After the spacewalkers attached and connected the boom, Reisman made a return trip to the cargo carrier on the end of the arm sometimes fully extended in a windshield-wiper-like maneuver. He removed the six-foot-diameter dish antenna, then held it as the arm took him back to the Z1 truss. There he and Bowen installed it, then refastened bolts and hooked up balky connections.

Because of a gap that remained between the dish and the boom, spacewalkers did not remove dish launch locks, to keep it from rotating. They also used a tether to strap the spare antenna’s dish and boom together.

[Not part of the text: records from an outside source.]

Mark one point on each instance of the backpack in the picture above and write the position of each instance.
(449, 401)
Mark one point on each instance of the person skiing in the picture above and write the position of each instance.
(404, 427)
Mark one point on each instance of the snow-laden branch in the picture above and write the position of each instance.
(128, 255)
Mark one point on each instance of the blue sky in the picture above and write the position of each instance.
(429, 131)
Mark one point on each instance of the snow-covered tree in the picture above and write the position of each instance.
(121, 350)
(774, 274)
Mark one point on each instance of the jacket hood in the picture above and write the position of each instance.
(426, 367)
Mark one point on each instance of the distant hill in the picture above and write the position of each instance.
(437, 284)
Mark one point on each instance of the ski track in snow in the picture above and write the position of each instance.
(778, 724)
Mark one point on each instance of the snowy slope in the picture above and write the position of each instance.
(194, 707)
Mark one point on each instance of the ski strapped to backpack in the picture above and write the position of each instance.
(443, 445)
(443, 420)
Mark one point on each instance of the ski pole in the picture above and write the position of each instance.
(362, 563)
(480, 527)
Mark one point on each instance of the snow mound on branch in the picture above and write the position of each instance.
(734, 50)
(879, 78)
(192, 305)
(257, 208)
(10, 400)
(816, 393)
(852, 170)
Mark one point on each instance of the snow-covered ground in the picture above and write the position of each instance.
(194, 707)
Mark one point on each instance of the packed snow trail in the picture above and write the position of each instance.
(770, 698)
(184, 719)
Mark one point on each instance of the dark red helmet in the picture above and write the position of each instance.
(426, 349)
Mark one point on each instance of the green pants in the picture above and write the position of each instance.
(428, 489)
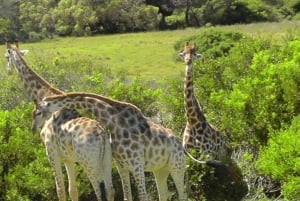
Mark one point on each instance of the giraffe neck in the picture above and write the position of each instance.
(36, 87)
(194, 112)
(109, 112)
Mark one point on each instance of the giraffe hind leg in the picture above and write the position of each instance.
(161, 177)
(55, 162)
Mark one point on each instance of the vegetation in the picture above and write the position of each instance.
(38, 19)
(248, 85)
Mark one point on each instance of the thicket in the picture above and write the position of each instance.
(248, 87)
(38, 19)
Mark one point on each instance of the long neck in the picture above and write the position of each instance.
(107, 111)
(36, 87)
(194, 112)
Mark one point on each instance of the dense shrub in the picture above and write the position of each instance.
(280, 159)
(248, 88)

While Bowen recharged his suit’s oxygen supply, Reisman removed the spare-parts platform from the cargo carrier, took it to Dextre atop the U.S. laboratory Destiny, and installed it.

More than six hours after the start of the spacewalk, Reisman and Bowen both said they were willing to work beyond the 6.5 hours planned for the activity. Bowen moved on the cargo carrier to loosen bolts on the six 375-pound batteries while Reisman did cleanup work on Canadarm2, removing a foot restraint and retrieving an adapter from the arm’s latching end effector.

As the spacewalkers were wrapping up their work, Mission Control reported that the shuttle’s arm had successfully grappled the Russian Mini-Research Module-1 in Atlantis’ cargo bay. The 19.7-foot module, named Rassvet, is scheduled to be installed Tuesday on the Zarya service module.

Today’s spacewalk was the second for Reisman and the fourth for Bowen. It was the 144th spacewalk for station assembly and maintenance. Those spacewalks total 900 hours, 58 minutes.

The next shuttle status report will be issued after crew wakeup or earlier if warranted.